Belgrad, Sırpça’da beyaz şehir anlamına geliyor. Panoniyen Ovası’nın Balkanlar ile buluştuğu, Sava ve Tuna nehirlerinin birleştiği noktada kurulmuş Belgrad, adı gibi ferah, aydınlık ve huzurlu bir kent. Daha hava limanından şehre doğru giderken gördüğüm manzara şehri sevmeme yetmişti. Arkadaşların yorumuyla, Windows duvar kağıdı tadındaydı.

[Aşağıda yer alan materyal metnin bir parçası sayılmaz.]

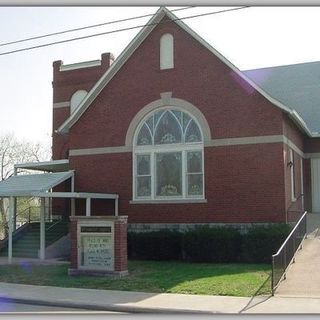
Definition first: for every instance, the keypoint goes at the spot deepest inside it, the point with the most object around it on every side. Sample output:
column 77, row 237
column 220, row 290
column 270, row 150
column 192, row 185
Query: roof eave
column 113, row 69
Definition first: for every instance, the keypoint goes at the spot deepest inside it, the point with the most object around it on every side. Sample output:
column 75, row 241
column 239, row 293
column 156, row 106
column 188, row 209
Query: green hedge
column 160, row 245
column 209, row 244
column 260, row 243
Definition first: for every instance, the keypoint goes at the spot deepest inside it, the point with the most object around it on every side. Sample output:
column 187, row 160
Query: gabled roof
column 134, row 44
column 297, row 86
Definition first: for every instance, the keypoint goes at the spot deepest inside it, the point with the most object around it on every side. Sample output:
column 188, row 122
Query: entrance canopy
column 39, row 185
column 29, row 184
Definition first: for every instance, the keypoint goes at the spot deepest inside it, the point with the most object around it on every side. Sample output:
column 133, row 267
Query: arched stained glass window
column 168, row 160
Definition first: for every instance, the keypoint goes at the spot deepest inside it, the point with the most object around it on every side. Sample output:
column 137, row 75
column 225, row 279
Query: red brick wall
column 65, row 84
column 312, row 145
column 231, row 109
column 246, row 183
column 242, row 184
column 74, row 244
column 120, row 246
column 291, row 131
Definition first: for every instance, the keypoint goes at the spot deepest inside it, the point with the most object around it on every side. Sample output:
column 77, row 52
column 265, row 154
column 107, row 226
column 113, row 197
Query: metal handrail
column 54, row 224
column 291, row 240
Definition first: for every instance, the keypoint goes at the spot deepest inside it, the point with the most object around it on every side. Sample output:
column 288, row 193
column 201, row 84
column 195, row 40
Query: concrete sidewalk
column 303, row 276
column 139, row 302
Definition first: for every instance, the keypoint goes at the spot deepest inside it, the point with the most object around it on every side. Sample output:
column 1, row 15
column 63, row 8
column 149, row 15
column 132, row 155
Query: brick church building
column 183, row 136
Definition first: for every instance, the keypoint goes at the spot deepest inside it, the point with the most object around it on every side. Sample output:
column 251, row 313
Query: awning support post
column 15, row 172
column 11, row 212
column 42, row 230
column 73, row 200
column 116, row 206
column 88, row 207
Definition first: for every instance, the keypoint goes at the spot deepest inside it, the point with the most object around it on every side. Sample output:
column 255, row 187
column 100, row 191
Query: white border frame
column 94, row 224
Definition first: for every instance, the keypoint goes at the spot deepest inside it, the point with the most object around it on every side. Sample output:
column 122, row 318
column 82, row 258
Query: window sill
column 168, row 201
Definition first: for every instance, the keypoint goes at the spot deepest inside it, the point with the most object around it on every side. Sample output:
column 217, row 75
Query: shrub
column 261, row 242
column 215, row 244
column 157, row 245
column 209, row 244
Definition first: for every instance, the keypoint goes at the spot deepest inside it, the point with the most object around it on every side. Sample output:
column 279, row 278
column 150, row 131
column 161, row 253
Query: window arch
column 168, row 157
column 166, row 52
column 76, row 99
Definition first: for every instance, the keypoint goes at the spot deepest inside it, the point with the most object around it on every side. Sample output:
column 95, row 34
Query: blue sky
column 249, row 38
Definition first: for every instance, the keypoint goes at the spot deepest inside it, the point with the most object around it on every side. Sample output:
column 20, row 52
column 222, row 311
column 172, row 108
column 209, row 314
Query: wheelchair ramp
column 303, row 276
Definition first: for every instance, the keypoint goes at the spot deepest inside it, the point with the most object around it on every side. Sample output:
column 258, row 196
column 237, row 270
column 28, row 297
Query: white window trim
column 176, row 147
column 166, row 51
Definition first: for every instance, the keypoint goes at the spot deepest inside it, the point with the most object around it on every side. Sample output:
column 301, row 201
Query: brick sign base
column 98, row 245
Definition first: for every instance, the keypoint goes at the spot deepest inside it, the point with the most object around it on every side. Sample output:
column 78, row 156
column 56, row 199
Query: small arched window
column 166, row 52
column 76, row 99
column 168, row 157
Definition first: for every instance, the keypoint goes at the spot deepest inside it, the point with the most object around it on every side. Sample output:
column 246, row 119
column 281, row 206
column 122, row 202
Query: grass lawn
column 153, row 276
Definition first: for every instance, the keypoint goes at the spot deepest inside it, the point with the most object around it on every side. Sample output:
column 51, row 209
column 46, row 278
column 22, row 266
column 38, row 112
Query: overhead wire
column 86, row 27
column 118, row 30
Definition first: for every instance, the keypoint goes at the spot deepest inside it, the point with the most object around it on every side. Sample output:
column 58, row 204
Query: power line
column 118, row 30
column 86, row 27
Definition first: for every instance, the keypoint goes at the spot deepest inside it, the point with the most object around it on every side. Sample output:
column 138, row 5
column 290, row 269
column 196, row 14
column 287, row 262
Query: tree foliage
column 13, row 151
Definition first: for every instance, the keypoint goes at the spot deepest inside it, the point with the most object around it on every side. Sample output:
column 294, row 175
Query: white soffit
column 26, row 185
column 134, row 44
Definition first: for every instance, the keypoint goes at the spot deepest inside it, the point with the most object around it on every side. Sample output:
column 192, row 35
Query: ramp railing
column 286, row 254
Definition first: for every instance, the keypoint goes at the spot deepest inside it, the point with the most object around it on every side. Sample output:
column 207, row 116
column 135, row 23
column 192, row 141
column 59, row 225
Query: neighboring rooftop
column 296, row 86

Tüm banliyöleri ile birlikte 2 milyon nüfusa ev sahipliği yapan şehir, şahane doğası, güzel manzarası, yemyeşil parkları, muhteşem kulüpleri, bar ve restoranları ile beni baştan çıkaran bir şehir oldu. Belgrad’da geçirdiğim bir kaç günden sonra aklıma olan şey “Ben bu şehirde yaşamak isterim” düşüncesiydi.
Neden Belgrad’a Gitmeli
#1- Nefis Doğası
Nehir kenarına kurulmuş şehirlerin ortak özelliği olan hoş bir manzaraya sahip bir şehir Belgrad. Şehrin ister eski tarafında olun, ister yeni tarafında, karşıda, yeşillikler içerisinde şahane bir manzara sizi bekliyor. Hani bu yeşil alanlar sonradan şehre kazandırılmış parklar gibi eğreti de durmuyor. Her bir park, her bir ağaç sanki asırlardır orada, ki öyle de.
Koca plazalardan veya zamana yenik düşmeye başlamış, tarihi dokuya sahip asırlık bir binadan dışarı adımınızı attığınızda, en fazla birkaç dakika yürüyüş mesafesinde, sırtınızı çimlere yayıp, gökyüzünü seyre dalacağınız bir park bekliyor sizi. Tašmajdan Park, AdaCiganlija, AdaHuja ve AdaMedjica doğanın, yeşilin içine en iyi dalınabilecek yerler.